By Benjamin Weir
SYDNEY (Reuters) - A 17-year-old girl has died after being attacked by a shark as she surfed with her father off the Australian coast.
Laeticia Brouwer was on holiday in Esperance, a tourist town on Australia's west coast, when she went for an afternoon surf on Monday at nearby Wylie Bay, while her mother and siblings watched from the beach.
"Father and daughter were out surfing where the waves were breaking and that is when the attack occurred. He brought her to shore," West Australian police acting senior sergeant Ben Jeffes said.
Paramedics said Brouwer's injuries and blood loss were too severe for her to survive.
"We can take some comfort that Laeticia died doing something that she loved," a family spokesman Steve Evans told a news conference.
"The ocean was her and her family’s passion. Surfing was something that she treasured doing with her dad and her sisters."
The Kelp Beds break, which is popular with surfers and sits off the unpatrolled Wylie Bay beach, was also where a 23-year-old man lost part of both his arms in a non-fatal shark attack in 2014.
Brouwer's death is the first fatal shark attack in Australia this year after two fatal attacks last year, both in Western Australia, according to a database.
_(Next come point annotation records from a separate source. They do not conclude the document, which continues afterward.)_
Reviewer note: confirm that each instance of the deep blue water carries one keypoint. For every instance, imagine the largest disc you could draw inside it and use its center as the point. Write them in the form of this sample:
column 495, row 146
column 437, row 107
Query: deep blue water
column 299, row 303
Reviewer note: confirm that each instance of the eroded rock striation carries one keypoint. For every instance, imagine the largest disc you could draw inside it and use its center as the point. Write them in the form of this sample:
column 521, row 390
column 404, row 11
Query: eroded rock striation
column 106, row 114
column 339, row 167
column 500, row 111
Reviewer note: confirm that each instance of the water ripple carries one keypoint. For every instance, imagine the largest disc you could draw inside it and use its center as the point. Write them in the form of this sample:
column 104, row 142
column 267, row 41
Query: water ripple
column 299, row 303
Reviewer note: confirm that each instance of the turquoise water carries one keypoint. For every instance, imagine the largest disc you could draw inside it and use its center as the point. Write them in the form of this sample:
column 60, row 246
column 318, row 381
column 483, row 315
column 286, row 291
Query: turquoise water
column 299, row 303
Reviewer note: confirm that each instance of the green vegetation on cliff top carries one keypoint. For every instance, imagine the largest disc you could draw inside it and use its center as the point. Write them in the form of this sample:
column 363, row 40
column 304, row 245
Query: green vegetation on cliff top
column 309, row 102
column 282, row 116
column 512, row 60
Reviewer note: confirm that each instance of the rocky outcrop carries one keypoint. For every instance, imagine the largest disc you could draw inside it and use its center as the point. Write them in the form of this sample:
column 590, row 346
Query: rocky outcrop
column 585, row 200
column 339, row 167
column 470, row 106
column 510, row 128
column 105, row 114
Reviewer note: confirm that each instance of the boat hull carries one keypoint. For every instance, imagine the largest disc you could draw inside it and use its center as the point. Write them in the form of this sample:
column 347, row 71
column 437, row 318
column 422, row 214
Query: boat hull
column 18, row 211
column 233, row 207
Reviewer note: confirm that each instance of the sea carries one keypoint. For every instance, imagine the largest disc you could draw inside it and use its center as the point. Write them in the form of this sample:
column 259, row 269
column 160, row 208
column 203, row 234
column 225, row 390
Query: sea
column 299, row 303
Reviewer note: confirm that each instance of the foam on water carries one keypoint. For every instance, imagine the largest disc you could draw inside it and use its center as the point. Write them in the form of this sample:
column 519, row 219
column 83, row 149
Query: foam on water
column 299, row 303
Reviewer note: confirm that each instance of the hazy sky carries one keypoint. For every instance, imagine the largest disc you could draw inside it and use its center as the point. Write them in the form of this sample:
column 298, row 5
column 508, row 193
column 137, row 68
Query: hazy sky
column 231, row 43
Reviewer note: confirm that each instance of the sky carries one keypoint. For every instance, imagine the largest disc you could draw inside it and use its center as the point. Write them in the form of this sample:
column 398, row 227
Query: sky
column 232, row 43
Australia ranks behind only the United States in the number of unprovoked shark encounters with humans last year, the International Shark Attack File of the University of Florida shows.
It is testing wider use of shark nets at the country's beaches while surfers are being drawn to new technology like board implants and wet suits that repel sharks.
Authorities have closed Wylie Beach for the next 48 hours. Brouwer's broken surfboard was being examined to try determine the species of the shark that attacker her, media reported.